The big difference between 1974 and 2022? Leatherface is probably closing in on 70, or maybe even 75 or 80 years old. The Texas Chainsaw re-quel is a little hazy on those facts, but it’s safe to say that he’s king old, or as the kids like to say, he’s definitely a “boomer.”

The new age of cinema is unfortunately a gas tank that has run or is running bone dry. Re-quels are a-plenty, but not all are created equal, nor do some of them make a lick of sense. Texas Chainsaw certainly has to concoct some gymnastic storylines to make Leatherface’s disappearance/reappearance make sense, but weirdly the story is not about him, it’s about Sally Hardesty’s (Olwen Fouéré) Laurie Strode-like obsession with the hell he wrought in the early 1970s.

ATMOSfx! Woo!
Sheesh, it’s been 50 years. How does this thing fit?
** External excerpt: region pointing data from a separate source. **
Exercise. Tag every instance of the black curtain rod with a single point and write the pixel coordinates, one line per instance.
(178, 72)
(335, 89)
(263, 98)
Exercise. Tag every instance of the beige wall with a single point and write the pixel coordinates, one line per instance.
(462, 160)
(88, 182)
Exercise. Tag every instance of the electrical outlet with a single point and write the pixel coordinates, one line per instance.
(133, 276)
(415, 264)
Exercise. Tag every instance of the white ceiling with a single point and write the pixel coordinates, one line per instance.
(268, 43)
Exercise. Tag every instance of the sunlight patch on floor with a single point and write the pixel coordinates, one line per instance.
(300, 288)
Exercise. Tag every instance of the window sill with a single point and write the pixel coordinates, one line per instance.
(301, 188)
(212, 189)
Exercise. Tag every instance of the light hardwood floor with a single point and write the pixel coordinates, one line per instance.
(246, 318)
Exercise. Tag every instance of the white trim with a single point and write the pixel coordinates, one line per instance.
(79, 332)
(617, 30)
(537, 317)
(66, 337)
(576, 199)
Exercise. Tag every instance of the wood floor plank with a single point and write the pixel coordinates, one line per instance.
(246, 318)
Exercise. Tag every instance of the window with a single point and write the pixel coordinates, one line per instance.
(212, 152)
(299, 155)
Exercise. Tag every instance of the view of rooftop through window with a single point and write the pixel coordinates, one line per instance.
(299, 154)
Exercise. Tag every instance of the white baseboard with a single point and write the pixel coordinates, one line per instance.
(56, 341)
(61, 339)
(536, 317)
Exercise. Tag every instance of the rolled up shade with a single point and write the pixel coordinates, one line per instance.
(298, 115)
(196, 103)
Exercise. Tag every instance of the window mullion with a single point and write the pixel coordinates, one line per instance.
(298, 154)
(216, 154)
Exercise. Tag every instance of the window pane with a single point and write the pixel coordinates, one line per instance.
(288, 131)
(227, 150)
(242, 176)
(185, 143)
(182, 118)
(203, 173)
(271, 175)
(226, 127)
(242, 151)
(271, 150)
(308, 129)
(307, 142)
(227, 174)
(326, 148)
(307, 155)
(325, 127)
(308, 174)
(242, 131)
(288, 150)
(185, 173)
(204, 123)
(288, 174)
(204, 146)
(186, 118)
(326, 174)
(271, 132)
Sadly, everything you need to know about 2022’s Texas Chainsaw Massacre 2022 is laid out in an overly expressive trailer. A gaggle of well-meaning Gen-Z’ers from Austin con a group of equally obtuse youngster-investors to purchase a derelict Texas ranching town in the middle of nowhere. In the process of planning where to place their kombucha store, and whether it should be located immediately adjacent to the comic book store, they inadvertently displace an elderly woman. 
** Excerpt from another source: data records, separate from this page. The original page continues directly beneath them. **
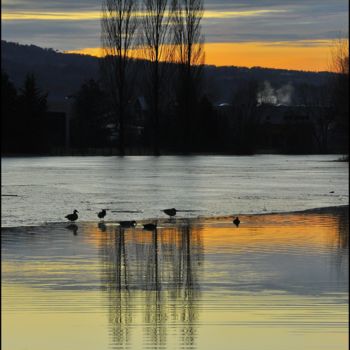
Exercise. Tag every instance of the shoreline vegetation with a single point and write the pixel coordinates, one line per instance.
(179, 221)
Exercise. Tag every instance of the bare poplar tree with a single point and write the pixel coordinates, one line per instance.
(118, 29)
(340, 86)
(189, 54)
(156, 49)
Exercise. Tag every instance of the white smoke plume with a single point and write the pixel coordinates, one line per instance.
(281, 96)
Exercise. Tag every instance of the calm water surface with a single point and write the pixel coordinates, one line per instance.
(45, 189)
(276, 282)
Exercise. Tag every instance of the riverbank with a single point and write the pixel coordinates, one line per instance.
(179, 222)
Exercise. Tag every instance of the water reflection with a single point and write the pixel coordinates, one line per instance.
(160, 268)
(73, 228)
(280, 280)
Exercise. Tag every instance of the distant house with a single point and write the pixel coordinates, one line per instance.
(290, 129)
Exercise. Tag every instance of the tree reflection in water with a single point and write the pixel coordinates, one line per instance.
(152, 278)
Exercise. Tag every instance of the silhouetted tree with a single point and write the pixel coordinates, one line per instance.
(189, 54)
(340, 86)
(9, 115)
(119, 23)
(244, 129)
(155, 43)
(32, 107)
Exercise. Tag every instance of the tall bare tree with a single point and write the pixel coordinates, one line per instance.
(340, 86)
(189, 54)
(118, 28)
(156, 49)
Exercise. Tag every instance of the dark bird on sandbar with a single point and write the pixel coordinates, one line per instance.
(236, 221)
(126, 224)
(149, 227)
(72, 217)
(102, 214)
(171, 212)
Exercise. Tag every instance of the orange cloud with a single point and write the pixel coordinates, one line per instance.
(296, 55)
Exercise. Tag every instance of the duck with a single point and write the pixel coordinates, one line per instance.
(73, 228)
(171, 212)
(72, 217)
(102, 214)
(236, 221)
(149, 227)
(127, 224)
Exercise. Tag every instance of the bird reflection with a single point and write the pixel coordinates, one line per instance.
(155, 272)
(73, 228)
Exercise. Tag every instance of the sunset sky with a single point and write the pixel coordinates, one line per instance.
(292, 34)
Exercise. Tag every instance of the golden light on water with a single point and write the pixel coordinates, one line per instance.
(277, 280)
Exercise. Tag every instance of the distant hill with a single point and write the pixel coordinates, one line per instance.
(61, 74)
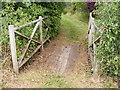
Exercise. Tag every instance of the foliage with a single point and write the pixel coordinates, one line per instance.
(19, 13)
(109, 48)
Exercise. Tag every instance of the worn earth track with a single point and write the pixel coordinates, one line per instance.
(62, 57)
(62, 64)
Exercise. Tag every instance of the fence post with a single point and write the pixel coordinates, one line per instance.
(13, 48)
(41, 36)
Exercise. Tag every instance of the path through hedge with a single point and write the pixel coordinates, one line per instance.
(63, 62)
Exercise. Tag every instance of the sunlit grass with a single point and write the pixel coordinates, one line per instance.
(76, 30)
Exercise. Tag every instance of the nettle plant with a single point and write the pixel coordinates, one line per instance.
(19, 13)
(108, 52)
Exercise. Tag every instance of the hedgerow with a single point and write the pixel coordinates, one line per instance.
(19, 13)
(108, 51)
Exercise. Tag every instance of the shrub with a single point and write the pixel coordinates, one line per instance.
(109, 51)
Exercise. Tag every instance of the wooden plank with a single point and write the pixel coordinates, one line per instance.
(26, 24)
(13, 48)
(25, 50)
(38, 47)
(95, 41)
(27, 37)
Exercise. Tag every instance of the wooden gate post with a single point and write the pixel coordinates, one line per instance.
(13, 48)
(41, 35)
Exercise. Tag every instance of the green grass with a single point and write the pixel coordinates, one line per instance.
(76, 30)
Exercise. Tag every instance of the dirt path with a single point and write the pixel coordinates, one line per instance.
(62, 64)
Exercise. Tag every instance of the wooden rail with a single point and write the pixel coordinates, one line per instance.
(13, 30)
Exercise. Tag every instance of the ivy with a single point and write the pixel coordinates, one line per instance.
(108, 51)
Turns out this elderly woman has been unwittingly (?) housing Leatherface for nearly 50 years. As the owner of the town’s orphanage, she saw something vulnerable in Leatherface (Mark Burnham) and has acted as his guardian lo these many years. While again the timeline is a little hazy, director David Blue Garcia seems to intimate that Leatherface was taken into the orphanage in his mid-20s. While possible, it’s also deeply improbable. 

More problematic than the vague timeline is the fact that you don’t even hear the famed roar of the chainsaw until nearly an hour into the film. What’s the Texas Chainsaw Massacre without chainsaws? It’s still a massacre, but that’s about it. 

This film really stretches the audience’s attention from protagonist to protagonist. With little to no exposition, we’re lead to believe that Sally Hardesty is where our horror-going loyalties should lie, but then we’re whipsawed back to a partial investment in the opportunist hipsters. Neither makes a compelling case and we’re ultimately left with a pile of very unsatisfying guts. 

The story, the corny set, and the deeply uninteresting and undeveloped Sally Hardesty backstory leave us with another thoughtless Netflix spook show. In what amounts to around five lines of dialogue for the Sally Hardesty character, Director David Blue Garcia and writer Fede Alvarez paint an incomplete character study.

What made 1974’s Texas Chainsaw Massacre so bone-chilling was the familial lunacy that begat Leatherface, the horrible killings punctuated with the now-famous audio screech, and the very real possibility that the killings were based on a true story. This 2022 requel delivers on none of these blood-curdling cornerstones.  Even the wonderfully imaginative narrative that features the voice-over return of John Larroquette is pretty mediocre. 

The Texas Chainsaw Massacre requel does contain some vile and repugnant killing. Lots of killing. Not on par with 2021’s Halloween Kills, but awful close. If killing is your thing, by all means, stick around to the very end of the film. The final scene is a wild little bunch of business. So wild that we’re giving this otherwise tepid horror outing an extra half a star. 

Texas Chainsaw Massacre is likely Rated R and currently streaming on Netflix.